|Ph.D Student||Broder Yehoshua|
|Subject||Functional Characterization of CHP (CDC42 Homologue|
Protein), a Novel Member of the RHO Proteins
|Department||Department of Medicine||Supervisor||Professor Ami Aronheim|
Rho group of small GTPases consists one branch of the Ras superfamily. These GTPases cycle between two states, an active state when bound to GTP and an inactive when bound to GDP. In the active state they interact with downstream molecules (‘effectors’). In addition, Ras and Rho GTPases contain a conserved sequence at their carboxy terminus known as the CAAX motif that is necessary for their targeting to the inner leaflet of the plasma membrane and biological activity.
Cdc42 and Rac1 are the best-characterized members of the Rho group. They control a wide number of biological processes such as reorganization of the actin cytoskeleton, activation of the JNK/SAPK pathways and gene expression, cell cycle progression, embryonic development, axon growth, wound healing, invasion and metastasis.

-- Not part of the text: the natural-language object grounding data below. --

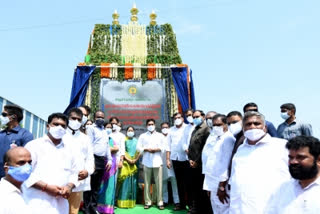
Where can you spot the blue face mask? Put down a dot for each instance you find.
(197, 121)
(20, 173)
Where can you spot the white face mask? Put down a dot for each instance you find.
(177, 122)
(190, 119)
(165, 131)
(84, 119)
(284, 115)
(57, 132)
(209, 123)
(4, 120)
(254, 134)
(218, 130)
(151, 128)
(74, 125)
(235, 128)
(130, 134)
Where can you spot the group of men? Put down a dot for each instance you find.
(216, 163)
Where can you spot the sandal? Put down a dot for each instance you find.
(147, 206)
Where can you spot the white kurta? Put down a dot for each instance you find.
(81, 147)
(292, 198)
(11, 199)
(257, 171)
(150, 140)
(54, 165)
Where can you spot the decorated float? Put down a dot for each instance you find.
(133, 71)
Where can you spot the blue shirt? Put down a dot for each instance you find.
(296, 128)
(18, 136)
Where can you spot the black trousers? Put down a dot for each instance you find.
(182, 172)
(90, 198)
(201, 203)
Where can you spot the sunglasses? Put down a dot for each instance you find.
(4, 114)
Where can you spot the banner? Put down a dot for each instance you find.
(133, 102)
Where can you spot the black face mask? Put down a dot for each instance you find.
(303, 173)
(99, 122)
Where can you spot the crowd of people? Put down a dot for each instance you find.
(237, 163)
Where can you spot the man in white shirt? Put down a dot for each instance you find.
(17, 168)
(215, 158)
(53, 170)
(301, 194)
(178, 157)
(150, 145)
(259, 167)
(102, 157)
(81, 146)
(168, 174)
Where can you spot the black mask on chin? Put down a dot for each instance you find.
(303, 173)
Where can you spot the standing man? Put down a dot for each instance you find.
(168, 174)
(53, 170)
(200, 201)
(292, 127)
(100, 142)
(271, 130)
(178, 157)
(150, 144)
(300, 195)
(17, 168)
(216, 174)
(13, 135)
(81, 146)
(259, 167)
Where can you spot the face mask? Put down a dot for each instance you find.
(108, 130)
(197, 121)
(151, 128)
(217, 130)
(130, 134)
(178, 122)
(190, 119)
(74, 124)
(254, 134)
(57, 132)
(4, 120)
(209, 123)
(235, 128)
(99, 122)
(284, 115)
(165, 131)
(20, 173)
(84, 119)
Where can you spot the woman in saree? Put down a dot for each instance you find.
(107, 190)
(128, 175)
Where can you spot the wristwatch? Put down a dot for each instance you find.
(222, 189)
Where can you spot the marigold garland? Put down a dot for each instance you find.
(105, 70)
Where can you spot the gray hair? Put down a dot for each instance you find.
(249, 114)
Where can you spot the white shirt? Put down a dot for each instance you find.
(257, 171)
(292, 198)
(120, 139)
(217, 153)
(187, 136)
(54, 165)
(100, 141)
(11, 199)
(175, 143)
(150, 140)
(81, 146)
(166, 173)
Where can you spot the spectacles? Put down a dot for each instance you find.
(4, 114)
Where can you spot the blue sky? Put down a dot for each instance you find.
(240, 51)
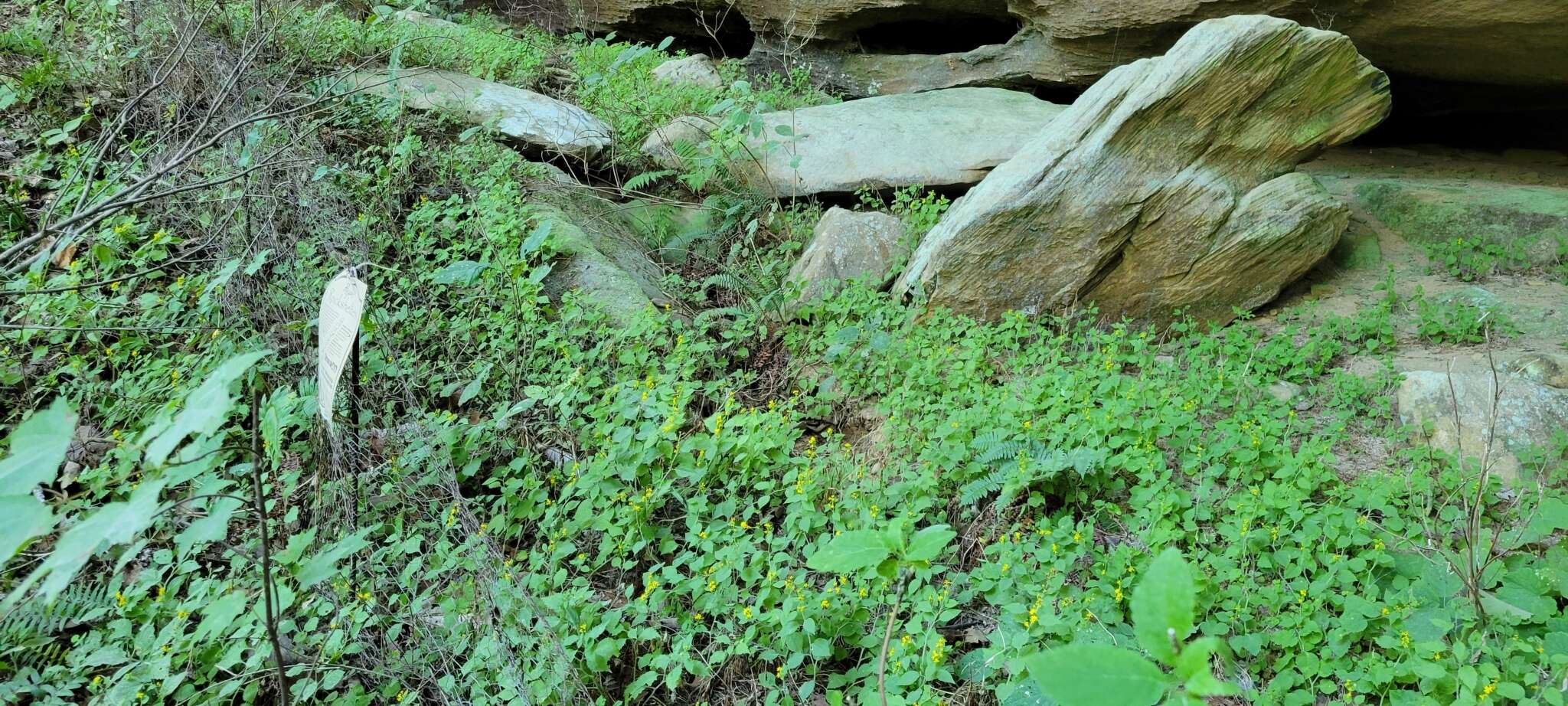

In this work we present a novel genetic method to identify protein-protein interactions in vivo, designated RRS (Ras Recruitment System). We have used RRS to identify Pak2 (Cdc42 and Rac1 effector) binding partners and we identified a novel small GTPase designated Chp (Cdc42 homologue protein). Chp contains two unique extensions in its amino and carboxy termini, and most strikingly, Chp does not contain the CAAX motif. We examined Chp function in several mammalian cell lines. Here we demonstrate that Chp activities such as, JNK activation, gene expression, cellular localization and interaction with effectors are dependent on its activation state and on the presence of its unique terminal extensions, suggesting a novel mechanism of regulation and function.
This work presents a novel method to identify protein-protein interaction and provides insight into alternative mechanisms of Rho GTPases function in controlling a variety of fundamental biological processes.